Here’s a view of pretty much where we are currently at with the basemap. My area is right here, and you can see I’ve done the most work. What I do is I go out and I capture a polygon at the edges of the garden beds, and then I can go back in the office and populate paths that are between those garden beds. And once we get the basemap, I can go back and put fences, buildings, all that sort of stuff, and the little red dots are all the trees that we had from the tree inventory. I’ve got a lot of work ahead of me.
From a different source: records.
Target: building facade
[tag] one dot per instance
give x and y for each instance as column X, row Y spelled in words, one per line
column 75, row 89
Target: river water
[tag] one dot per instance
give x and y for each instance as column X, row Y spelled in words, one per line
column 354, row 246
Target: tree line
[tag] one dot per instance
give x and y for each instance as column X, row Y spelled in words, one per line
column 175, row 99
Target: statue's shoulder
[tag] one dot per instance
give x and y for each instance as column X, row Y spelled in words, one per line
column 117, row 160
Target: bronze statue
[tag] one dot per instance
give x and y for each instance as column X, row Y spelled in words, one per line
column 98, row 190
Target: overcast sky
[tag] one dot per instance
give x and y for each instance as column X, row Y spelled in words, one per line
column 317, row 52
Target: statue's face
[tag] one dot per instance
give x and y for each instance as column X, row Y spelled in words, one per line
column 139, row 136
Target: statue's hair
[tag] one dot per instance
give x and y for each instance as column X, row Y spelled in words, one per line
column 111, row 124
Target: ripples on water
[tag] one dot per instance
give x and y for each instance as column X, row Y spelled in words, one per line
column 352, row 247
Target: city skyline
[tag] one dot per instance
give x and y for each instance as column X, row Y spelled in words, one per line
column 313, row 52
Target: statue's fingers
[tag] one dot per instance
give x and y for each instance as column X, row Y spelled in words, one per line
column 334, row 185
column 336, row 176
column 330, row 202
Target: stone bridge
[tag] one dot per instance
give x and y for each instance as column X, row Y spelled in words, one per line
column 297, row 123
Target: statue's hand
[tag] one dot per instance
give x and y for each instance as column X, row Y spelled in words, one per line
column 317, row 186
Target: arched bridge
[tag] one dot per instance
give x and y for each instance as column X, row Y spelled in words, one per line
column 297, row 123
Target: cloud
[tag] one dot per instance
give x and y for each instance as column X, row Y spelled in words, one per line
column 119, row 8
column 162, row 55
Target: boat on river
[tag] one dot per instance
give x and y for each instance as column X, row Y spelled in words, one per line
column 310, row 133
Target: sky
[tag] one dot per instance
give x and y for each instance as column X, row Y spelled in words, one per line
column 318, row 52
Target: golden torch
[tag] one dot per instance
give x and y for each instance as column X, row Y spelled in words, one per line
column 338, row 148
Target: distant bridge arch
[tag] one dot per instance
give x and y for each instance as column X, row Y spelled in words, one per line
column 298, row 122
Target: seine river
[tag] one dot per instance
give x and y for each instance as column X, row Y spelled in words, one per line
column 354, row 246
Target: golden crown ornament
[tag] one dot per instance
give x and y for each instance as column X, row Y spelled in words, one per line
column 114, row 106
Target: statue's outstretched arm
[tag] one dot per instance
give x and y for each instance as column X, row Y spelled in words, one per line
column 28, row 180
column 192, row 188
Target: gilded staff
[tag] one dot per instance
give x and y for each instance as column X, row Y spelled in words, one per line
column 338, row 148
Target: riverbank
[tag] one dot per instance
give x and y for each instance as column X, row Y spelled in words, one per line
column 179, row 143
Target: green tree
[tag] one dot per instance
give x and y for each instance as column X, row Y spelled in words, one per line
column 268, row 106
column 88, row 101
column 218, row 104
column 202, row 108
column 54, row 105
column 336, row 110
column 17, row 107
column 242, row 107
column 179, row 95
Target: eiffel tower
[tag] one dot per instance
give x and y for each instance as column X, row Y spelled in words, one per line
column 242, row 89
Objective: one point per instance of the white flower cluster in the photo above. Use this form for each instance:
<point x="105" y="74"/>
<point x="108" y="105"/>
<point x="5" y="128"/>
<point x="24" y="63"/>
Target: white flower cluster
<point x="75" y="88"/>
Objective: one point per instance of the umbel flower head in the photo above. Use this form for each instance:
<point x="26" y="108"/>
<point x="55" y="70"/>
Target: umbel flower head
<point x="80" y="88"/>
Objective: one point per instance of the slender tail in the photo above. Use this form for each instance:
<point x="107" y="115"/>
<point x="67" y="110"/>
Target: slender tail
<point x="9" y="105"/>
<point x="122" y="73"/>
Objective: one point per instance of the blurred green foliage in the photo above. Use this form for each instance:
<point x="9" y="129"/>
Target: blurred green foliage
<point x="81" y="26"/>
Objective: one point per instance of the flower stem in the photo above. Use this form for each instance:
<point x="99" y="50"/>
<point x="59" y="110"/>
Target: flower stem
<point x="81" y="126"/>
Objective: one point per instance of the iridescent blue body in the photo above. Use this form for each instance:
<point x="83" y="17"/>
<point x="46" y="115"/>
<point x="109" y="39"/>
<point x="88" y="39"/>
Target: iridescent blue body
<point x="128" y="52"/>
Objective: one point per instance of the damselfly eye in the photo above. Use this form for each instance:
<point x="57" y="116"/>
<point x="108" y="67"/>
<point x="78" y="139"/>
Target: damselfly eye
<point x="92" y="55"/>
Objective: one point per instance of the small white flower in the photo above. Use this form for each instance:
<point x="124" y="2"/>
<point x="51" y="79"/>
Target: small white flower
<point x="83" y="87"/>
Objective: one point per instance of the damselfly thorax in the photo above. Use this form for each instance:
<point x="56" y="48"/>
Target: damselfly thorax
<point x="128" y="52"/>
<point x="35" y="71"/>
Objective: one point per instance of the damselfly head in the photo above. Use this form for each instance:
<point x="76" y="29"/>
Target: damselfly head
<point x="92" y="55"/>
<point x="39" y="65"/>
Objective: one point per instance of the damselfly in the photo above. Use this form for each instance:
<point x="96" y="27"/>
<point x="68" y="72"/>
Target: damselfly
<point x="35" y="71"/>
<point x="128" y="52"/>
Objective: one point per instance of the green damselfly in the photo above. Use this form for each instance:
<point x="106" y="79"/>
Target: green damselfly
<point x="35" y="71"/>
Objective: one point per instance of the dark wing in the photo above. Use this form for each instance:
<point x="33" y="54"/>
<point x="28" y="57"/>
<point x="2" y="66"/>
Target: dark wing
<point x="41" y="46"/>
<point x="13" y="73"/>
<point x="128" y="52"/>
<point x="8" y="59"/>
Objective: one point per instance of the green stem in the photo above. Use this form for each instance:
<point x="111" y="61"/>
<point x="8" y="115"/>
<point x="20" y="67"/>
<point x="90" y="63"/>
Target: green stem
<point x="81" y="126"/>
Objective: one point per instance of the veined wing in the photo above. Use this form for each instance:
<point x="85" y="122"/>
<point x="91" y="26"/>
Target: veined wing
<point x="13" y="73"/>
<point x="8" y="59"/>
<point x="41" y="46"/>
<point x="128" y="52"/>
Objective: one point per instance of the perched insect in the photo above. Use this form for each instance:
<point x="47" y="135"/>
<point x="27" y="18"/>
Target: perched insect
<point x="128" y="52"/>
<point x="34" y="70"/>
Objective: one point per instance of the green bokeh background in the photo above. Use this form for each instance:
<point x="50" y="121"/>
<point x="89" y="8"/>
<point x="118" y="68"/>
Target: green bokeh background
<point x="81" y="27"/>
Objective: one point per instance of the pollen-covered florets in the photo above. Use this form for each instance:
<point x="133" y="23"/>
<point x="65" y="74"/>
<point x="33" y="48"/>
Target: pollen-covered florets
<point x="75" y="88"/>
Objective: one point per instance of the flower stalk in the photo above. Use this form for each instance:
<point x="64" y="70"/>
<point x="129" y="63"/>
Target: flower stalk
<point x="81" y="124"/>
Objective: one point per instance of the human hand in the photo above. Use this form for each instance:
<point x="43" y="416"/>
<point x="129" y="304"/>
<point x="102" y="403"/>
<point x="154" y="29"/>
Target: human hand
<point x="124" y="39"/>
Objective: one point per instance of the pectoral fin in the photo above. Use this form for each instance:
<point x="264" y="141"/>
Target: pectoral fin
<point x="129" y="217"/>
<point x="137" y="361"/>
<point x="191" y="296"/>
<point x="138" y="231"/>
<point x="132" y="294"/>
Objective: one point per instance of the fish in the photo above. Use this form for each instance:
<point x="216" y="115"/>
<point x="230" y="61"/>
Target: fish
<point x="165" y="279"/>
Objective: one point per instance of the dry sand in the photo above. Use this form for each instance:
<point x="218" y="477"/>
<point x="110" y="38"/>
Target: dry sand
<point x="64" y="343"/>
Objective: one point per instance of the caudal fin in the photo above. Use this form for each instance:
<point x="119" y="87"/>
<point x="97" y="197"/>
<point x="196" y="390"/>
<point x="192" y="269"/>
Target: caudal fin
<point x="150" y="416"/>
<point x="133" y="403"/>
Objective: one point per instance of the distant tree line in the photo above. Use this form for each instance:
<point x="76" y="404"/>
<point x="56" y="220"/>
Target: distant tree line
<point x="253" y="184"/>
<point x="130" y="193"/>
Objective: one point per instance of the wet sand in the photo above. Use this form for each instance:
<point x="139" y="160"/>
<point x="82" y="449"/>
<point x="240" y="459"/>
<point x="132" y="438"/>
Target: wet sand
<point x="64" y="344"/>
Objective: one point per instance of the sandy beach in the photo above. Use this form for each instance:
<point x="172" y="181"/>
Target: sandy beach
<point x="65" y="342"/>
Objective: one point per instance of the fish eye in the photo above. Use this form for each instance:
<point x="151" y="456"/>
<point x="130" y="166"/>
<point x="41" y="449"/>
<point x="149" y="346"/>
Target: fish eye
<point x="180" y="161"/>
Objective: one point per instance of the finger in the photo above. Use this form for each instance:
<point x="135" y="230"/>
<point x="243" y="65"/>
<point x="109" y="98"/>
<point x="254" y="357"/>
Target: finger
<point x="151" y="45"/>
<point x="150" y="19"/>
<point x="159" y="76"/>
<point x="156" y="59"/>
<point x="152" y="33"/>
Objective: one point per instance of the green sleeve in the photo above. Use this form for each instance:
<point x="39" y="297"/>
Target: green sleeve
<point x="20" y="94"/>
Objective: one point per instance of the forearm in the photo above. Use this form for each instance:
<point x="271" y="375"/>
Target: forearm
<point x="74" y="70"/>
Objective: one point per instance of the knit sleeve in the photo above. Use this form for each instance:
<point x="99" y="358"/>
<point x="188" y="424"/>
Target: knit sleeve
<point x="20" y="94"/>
This is my, pretty much rundown of that workflow. First, check the weather. Even though these devices are weather resistant, I’m not going to be taking this out in heavy rain. I’d rather go trim the bushes and things like that. So, again, collect the polygon of the outside borders, and once I have the garden beds I populate the paths. I download the web map after every event. It’s real easy to accidentally pick up a polygon and shift it, so it’s always nice to back that up on ArcMap. And then, again we’ve started populating the basemap with utilities and infrastructure because one of the things I didn’t mention is a lot of our knowledge of the underground infrastructure is in the institutional knowledge of our workers. We’ve been fortunate to have workers who’ve had their whole careers with us, but now they’re all starting to retire. One of the gardeners, who just recently retired 1st of July, had captured all of his irrigation box locations, which weren’t on any map, accurately at least. The next step I would like to do is add hyperlinks to all our CAD drawings as-built maps, and images of the hand drawn maps which we have digitally collected on our servers, and then, again, go back to update the initial tree inventory from 2015.
The results I’ve got, I probably have about fifteen percent of the zoo. I did a little bit of work since that last image. We have submeter base maps, which are more than adequate for our uses I’m hoping to have all of the facilities and horticulture team have access to these maps on their mobile devices. Also, the public, once we get together a lot of the additions for the public to look at. And then the animals not being disrupted, which is a big plus, makes me look good with the keepers. Eventually I would like to have a public garden map put together with actual more information on the plants that we do have at the zoo. And we’re probably going to get some interns hopefully in the next few years, to come and collect that data for us.